Am Wochenende findet in Leipzig das „Till Fest“ statt. Vor dem Völkerschlachtdenkmal sollen der Sänger Till Lindemann und seine Band „Rammstein“ zwei Konzerte spielen. Trotz massiver Kritik werden zehntausende Besucher:innen erwartet.
Unter dem Motto „Kein Applaus für Lindemann“ demonstrierten am Donnerstagabend viele junge Menschen in der Leipziger Innenstadt. Anlass ist das Till Fest, das am Wochenende vor dem Völkerschlachtdenkmal stattfindet. Die Konzerte am Freitag und Samstag sollen zehntausende Besucher:innen anlocken. Für den Frontsänger der Band „Rammstein“, Till Lindemann, ist es ein Heimspiel – er selbst kommt aus Leipzig und gibt immer wieder große Konzerte in der Arena.
Schwere Vorwürfe sexualisierter Gewalt
Seit 2023 werden seine Auftritte jedoch von Protesten begleitet. Damals traten mehrere Frauen an die Öffentlichkeit und gaben an, durch Lindemann schwere sexualisierte Gewalt erfahren zu haben. Sie berichteten übereinstimmend von ähnlichen Erlebnissen: Auf Konzerten seien sie mit K.-o.-Tropfen betäubt und anschließend von ihm missbraucht und vergewaltigt worden. Die gegen ihn eingeleiteten Ermittlungen wurden jedoch nach wenigen Wochen aufgrund mangelnder Beweislage eingestellt.
Lindemann gilt somit juristisch als unschuldig. Dennoch steht die Frage im Raum, ob er seine Macht gegenüber seinen Fans missbraucht haben könnte, um junge Frauen systematisch für sexuelle Kontakte zu gewinnen.
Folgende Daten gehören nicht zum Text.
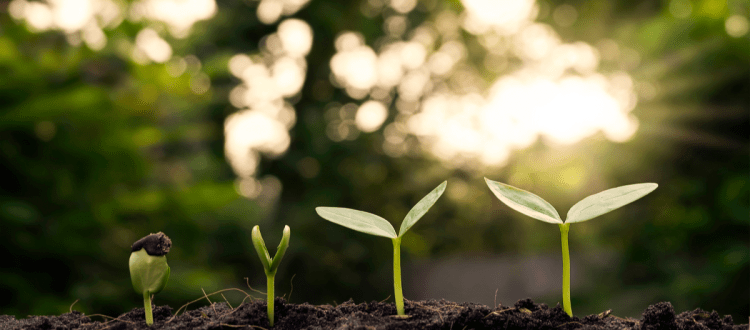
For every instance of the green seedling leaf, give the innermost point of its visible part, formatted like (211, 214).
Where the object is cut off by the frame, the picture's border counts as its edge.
(149, 271)
(421, 208)
(369, 223)
(365, 222)
(524, 202)
(608, 200)
(270, 265)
Für Lea, die die Demonstration mit organisiert hat. spielt die juristische Entscheidung keine Rolle. Sie fordert Konsequenzen für den Frontsänger: „Statt aus dem öffentlichen Leben verbannt zu sein, steht Till Lindemann nun also schon zu seiner zweiten Welttournee auf der Bühne und lässt sich weiterhin von seinen Fans feiern.“ Seitens der Stadt hätte sie sich gewünscht, das Fest nicht zu genehmigen und klar Stellung zu beziehen. „Aber sie bewerben es ganz groß auf ihrer Website.“
Gegen die Veranstaltung wehrt sich auch die Leipzigerin Katrin Lehmann. Sie hat bereits vor mehreren Monaten eine Petition gestartet, um das Till Fest zu untersagen – „wegen erhöhter Gefahren für FLINTA*, Sicherheitsrisiken, Lärm, Umweltschäden und Anwohner:innenbelastung“. Doch damit hatte sie keinen Erfolg – die Stadt hält an der Veranstaltung fest, wenngleich Oberbürgermeister Burkhard Jung am Mittwoch im Stadtrat anmerkte, dass der Standort für Konzerte jeglicher Art ungeeignet sei.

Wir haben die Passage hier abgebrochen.